Abstract
This thesis deals with the estimation and forecasting of factor-augmented quantile autoregressive models. In Chapter 1, we propose a test for the joint hypothesis of correct dynamic specification and no omitted latent factor for the quantile autoregression (QAR). If the composite null is rejected, we proceed to disentangle the cause of rejection, i.e., dynamic misspecification or an omitted variable. We establish the asymptotic distribution of the test statistics under fairly weak conditions and show that factor estimation error is negligible. A Monte Carlo simulation shows that the suggested tests have good finite sample properties. We then examine GDP growth and CPI inflation in the United Kingdom and find that quantile autoregressive models for GDP growth should include latent factors to summarise multiple macroeconomic variables. Such latent factors have non uniform effects on different quantiles of the GDP growth distribution. However, these latent factors do not carry relevant information for modelling the CPI inflation rate distribution.

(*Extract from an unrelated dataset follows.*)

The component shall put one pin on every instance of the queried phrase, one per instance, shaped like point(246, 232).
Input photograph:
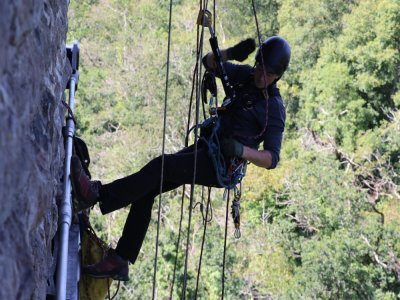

In Chapter 2, we consider out-of-sample forecasts of the GDP growth and CPI inflation distributions of the United Kingdom with factor-augmented quantile autoregressions under a model averaging framework. We investigate model combinations using weights that minimise the Akaike Information Criterion (AIC), the Bayesian Information Criterion (BIC), the Quantile Regression Information Criterion (QRIC) as well as the leave-one-out cross-validation criterion. We apply the aforementioned methods and find that, on average, for GDP growth, in terms of coverage and final prediction error, equal weights or the weights obtained by the AIC and BIC perform equally well, but are outperformed by the QRIC and the Jackknife approach for the majority of the quantiles of interest. In contrast, the naive QAR(1) model of inflation outperforms all model averaging methodologies.